Memory

The repetition-based truth effect refers to the phenomenon that repeated statements are more likely judged to be true than new statements. So far, it is not fully clear whether the truth effect reflects a reduced ability of discriminating between true and false statements or a shift in response bias towards judging statements to be true. To address this question, we use two multinomial processing tree (MPT) models for truth judgments proposed by Fazio et al. (2015). The knowledge-conditional model assumes that repetition leads to a shift in response bias conditional on a lack of knowledge. In contrast, the fluency-conditional model assumes that knowledge is used only when not relying on a general, fluency-induced response bias which results in a reduced discrimination ability. To compare the models, we extended the classical truth-effect paradigm. In three online experiments, we manipulated prior knowledge and response tendencies by informing participants about the base rate of true statements in the judgment phase. Besides testing the two models empirically, we illustrate differences in the predicted response patterns using receiver operating characteristic (ROC) curves and highlight important auxiliary assumptions as well as identifiability constraints.

Townsend and Nozawa (1995, Journal of Mathematical Psychology) investigated the shape of response time distributions in two-factorial experiments for different cognitive architectures, including serial and parallel processing, with exhaustive and self-terminating stopping rules. They showed that the different architectures predict distinct shapes of the interaction contrast of the distribution functions under fairly weak assumptions, namely, selective influence of factorial manipulations on the processing times, and stochastic ordering of the processing times for different factor levels. The theory is limited to experimental tasks with ceiling accuracy, however. In this presentation, I show that with a slight extension of the stochastic dominance assumption, the original theorems can be generalized to more difficult tasks that entail non-negligible error rates (e.g., choice responses). Moreover, statistically powerful predictions can be derived for the interaction contrasts of the subdistributions of correct and wrong responses. I also apply the new method to interesting special cases such as parametric experimental variations and redundant signals tasks, and I discuss applications of the method in other areas than cognitive psychology.

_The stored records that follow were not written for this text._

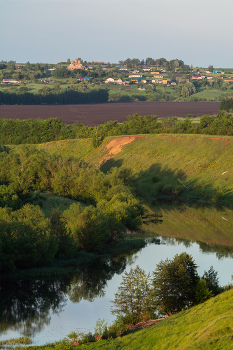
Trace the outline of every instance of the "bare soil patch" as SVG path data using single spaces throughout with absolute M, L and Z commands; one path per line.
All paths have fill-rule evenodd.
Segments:
M 112 139 L 106 145 L 106 149 L 108 150 L 108 153 L 101 160 L 99 166 L 102 166 L 109 159 L 111 159 L 115 154 L 121 152 L 124 145 L 127 145 L 128 143 L 133 142 L 136 138 L 140 138 L 140 137 L 144 138 L 145 136 L 140 136 L 140 135 L 138 135 L 138 136 L 121 136 L 121 137 L 116 137 L 116 138 Z
M 61 118 L 67 124 L 81 122 L 88 126 L 109 120 L 126 121 L 134 113 L 186 117 L 218 113 L 220 102 L 125 102 L 85 105 L 0 105 L 0 117 L 12 119 Z

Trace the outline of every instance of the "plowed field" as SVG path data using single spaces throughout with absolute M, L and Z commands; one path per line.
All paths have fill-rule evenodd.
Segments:
M 123 122 L 134 113 L 186 117 L 187 114 L 201 116 L 218 112 L 220 102 L 129 102 L 100 103 L 89 105 L 0 105 L 1 118 L 48 119 L 61 118 L 67 124 L 82 122 L 88 126 L 105 123 L 108 120 Z

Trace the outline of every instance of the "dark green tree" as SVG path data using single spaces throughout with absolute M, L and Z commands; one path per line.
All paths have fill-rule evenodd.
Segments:
M 202 279 L 206 281 L 207 288 L 213 292 L 214 295 L 217 295 L 221 292 L 221 287 L 219 286 L 219 279 L 217 277 L 218 272 L 214 271 L 213 266 L 209 268 L 208 271 L 204 271 Z
M 213 73 L 213 70 L 214 70 L 214 67 L 213 67 L 212 65 L 209 65 L 208 71 L 211 72 L 211 73 Z
M 204 303 L 204 301 L 213 297 L 214 294 L 207 287 L 206 281 L 200 279 L 196 287 L 196 304 Z
M 192 256 L 181 253 L 172 260 L 161 261 L 153 275 L 154 296 L 160 312 L 171 315 L 195 303 L 199 277 Z

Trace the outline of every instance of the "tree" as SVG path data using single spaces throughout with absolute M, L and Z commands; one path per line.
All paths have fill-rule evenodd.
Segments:
M 156 309 L 152 298 L 150 273 L 146 274 L 138 265 L 122 276 L 122 282 L 112 301 L 113 314 L 131 316 L 133 322 L 138 322 L 143 314 Z
M 206 282 L 207 288 L 212 291 L 214 295 L 219 294 L 221 291 L 217 275 L 218 272 L 214 271 L 213 266 L 211 266 L 208 271 L 204 271 L 204 275 L 202 276 L 202 279 Z
M 207 287 L 206 281 L 200 279 L 196 288 L 196 304 L 204 303 L 204 301 L 212 298 L 214 294 Z
M 153 275 L 154 296 L 160 312 L 170 315 L 195 303 L 199 277 L 192 256 L 181 253 L 173 260 L 161 261 Z
M 213 70 L 214 70 L 214 67 L 213 67 L 212 65 L 209 65 L 208 71 L 211 72 L 211 73 L 213 73 Z

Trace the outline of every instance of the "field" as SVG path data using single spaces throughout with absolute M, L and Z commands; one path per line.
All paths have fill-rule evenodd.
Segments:
M 219 102 L 124 102 L 89 105 L 0 105 L 0 117 L 12 119 L 61 118 L 67 124 L 95 126 L 109 120 L 123 122 L 130 114 L 186 117 L 216 114 Z

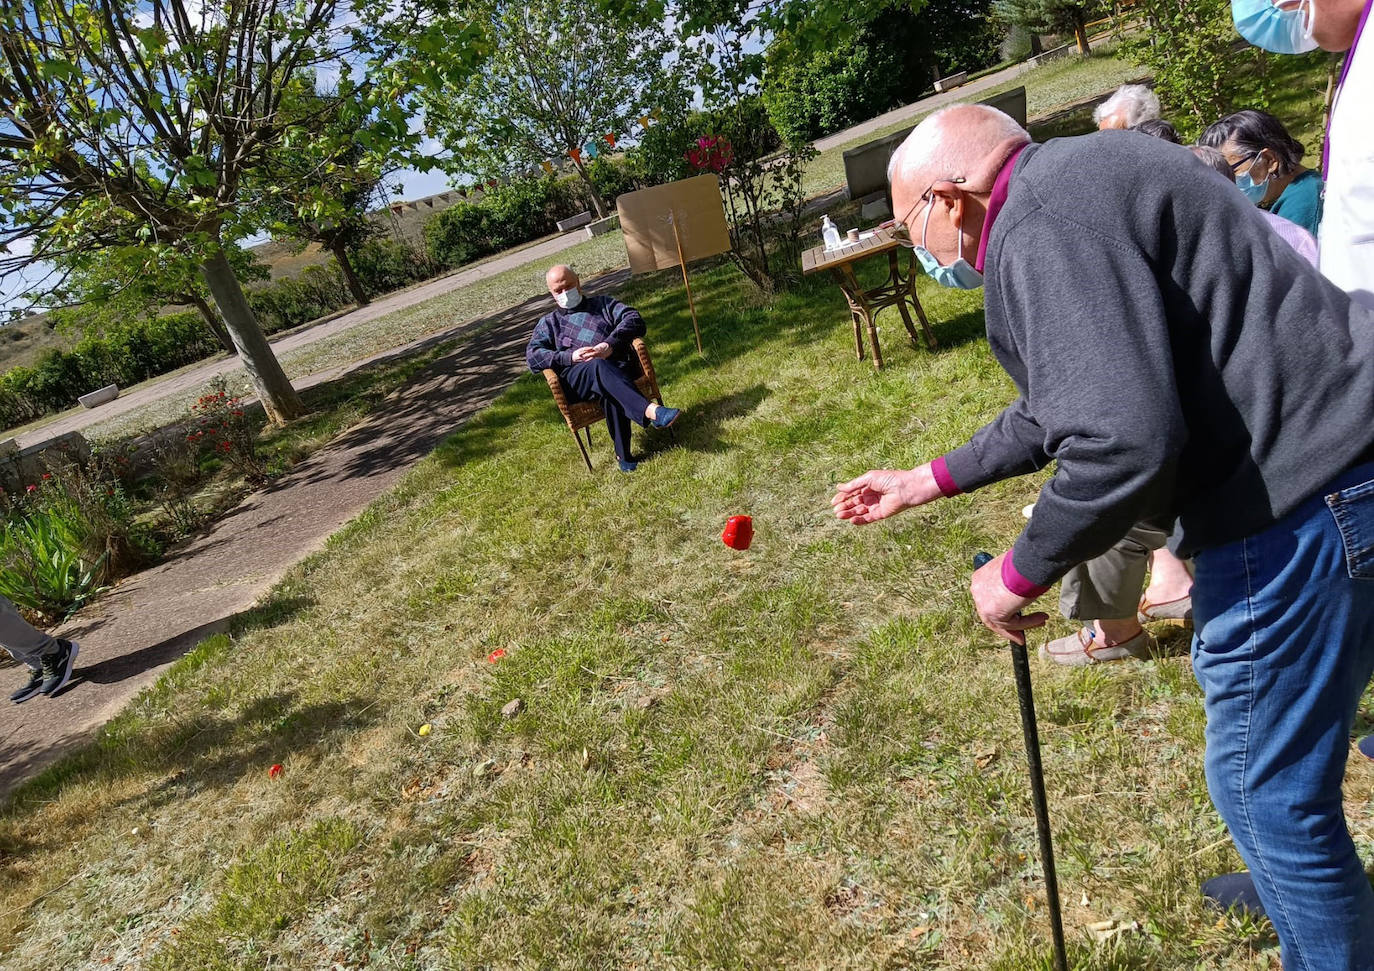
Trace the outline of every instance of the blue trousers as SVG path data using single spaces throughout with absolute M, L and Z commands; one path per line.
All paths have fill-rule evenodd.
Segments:
M 1374 671 L 1374 463 L 1195 566 L 1207 786 L 1283 966 L 1374 969 L 1374 891 L 1341 806 Z
M 649 399 L 639 393 L 634 378 L 638 365 L 629 361 L 595 358 L 574 364 L 562 374 L 563 383 L 577 401 L 595 401 L 606 412 L 606 428 L 611 433 L 617 458 L 630 461 L 630 422 L 648 424 L 644 409 Z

Episodic memory binds elements such as locations, people, actions, and objects from everyday events. There is evidence for prioritizing rewarding and emotional content, yet whether social content is prioritized is unclear. We used data from two episodic memory-guided decision making paradigms to explore how a Bayesian agent processes social information. Participants encoded triplets (location, social group, and activity) in either social (fictitious people) or non-social (objects) prediction tasks. Activity cues were uniquely salient for predictions, social groups acted as a social stimuli and locations acted as a non-social stimuli. After performing the prediction task, participants were presented a forced-choice task to detect which of two social or non-social cues were associated with an activity cue. We manipulated difficulty by either using cues from the same (difficult) or different (easy) roles. When stimuli recall was easy, receiver operator curves yielded higher left-hand asymmetry, particularly for social stimuli. We observe higher encoding rates for same role discrimination specifically in social prediction tasks. These results highlight the primacy of social content in episodic memory and its underlying computations.

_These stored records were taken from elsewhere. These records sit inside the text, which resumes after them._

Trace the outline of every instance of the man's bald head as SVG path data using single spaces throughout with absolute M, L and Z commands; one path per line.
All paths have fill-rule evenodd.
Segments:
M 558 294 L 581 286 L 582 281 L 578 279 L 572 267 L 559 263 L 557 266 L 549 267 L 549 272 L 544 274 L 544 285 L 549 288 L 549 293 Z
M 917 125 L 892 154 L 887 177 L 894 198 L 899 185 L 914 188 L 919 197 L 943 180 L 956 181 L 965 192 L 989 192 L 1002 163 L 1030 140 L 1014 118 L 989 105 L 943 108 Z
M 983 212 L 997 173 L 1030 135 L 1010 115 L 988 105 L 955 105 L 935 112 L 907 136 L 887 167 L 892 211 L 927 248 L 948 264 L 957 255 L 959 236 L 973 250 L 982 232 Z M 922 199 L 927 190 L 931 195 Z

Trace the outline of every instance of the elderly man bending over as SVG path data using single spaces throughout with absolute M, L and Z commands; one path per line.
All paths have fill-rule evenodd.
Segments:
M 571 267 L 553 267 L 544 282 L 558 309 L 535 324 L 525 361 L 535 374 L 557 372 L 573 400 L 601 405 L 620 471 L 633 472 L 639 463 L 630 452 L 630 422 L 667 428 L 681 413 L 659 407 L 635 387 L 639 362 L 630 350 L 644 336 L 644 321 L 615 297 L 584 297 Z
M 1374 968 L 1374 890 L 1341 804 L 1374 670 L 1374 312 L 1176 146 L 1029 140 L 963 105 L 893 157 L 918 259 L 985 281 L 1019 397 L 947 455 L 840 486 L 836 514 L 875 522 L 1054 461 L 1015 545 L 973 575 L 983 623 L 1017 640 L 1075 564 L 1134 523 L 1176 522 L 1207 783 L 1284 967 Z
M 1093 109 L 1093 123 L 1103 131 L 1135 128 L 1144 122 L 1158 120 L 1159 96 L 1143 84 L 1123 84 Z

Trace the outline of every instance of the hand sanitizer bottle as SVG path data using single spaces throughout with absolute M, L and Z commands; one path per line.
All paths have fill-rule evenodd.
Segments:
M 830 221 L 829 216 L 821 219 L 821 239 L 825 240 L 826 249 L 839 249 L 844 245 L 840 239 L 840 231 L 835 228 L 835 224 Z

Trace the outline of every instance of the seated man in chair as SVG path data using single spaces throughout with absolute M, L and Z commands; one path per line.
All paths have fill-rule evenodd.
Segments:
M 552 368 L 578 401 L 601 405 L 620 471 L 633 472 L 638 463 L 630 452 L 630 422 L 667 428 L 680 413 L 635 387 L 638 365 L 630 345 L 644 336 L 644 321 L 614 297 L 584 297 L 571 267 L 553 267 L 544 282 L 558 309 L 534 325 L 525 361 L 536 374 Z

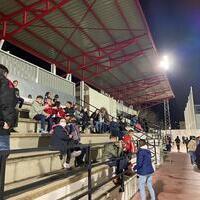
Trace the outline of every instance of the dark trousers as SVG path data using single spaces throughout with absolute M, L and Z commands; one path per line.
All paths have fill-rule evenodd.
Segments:
M 36 115 L 34 117 L 34 119 L 40 121 L 41 129 L 43 131 L 45 130 L 45 124 L 46 124 L 46 122 L 48 123 L 47 131 L 49 132 L 51 130 L 51 127 L 53 125 L 53 119 L 52 119 L 52 117 L 46 118 L 45 115 L 39 114 L 39 115 Z

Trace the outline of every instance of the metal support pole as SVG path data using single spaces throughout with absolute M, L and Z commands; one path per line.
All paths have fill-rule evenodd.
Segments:
M 88 158 L 88 200 L 92 200 L 92 162 L 91 162 L 91 148 L 87 147 Z
M 0 155 L 0 200 L 4 199 L 5 171 L 7 154 Z
M 0 49 L 2 49 L 4 42 L 5 42 L 4 39 L 1 39 L 1 40 L 0 40 Z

Unforced choice tasks, those in which the responder has the option of selecting from a limited array of choices or rejecting the entire set, are common in perceptual and cognitive research, but models of decision-making for unforced choice are sparse in the literature. We briefly present a unifying mathematical framework for developing multivariate signal detection models of unforced choice. This framework can accommodate all extant models of unforced choice that have been applied to the case of lineup memory tasks for eyewitnesses. The extant models have generally assumed that evidence from different stimuli is independent, and only recently, it has been argued that evidence may be somehow correlated. We show how the simple assumption of selective influences strongly constrains the structure of the correlation matrix of evidence in these models and helps us obtain exact derivations, some of which have proven elusive to this point, for each of the extant models.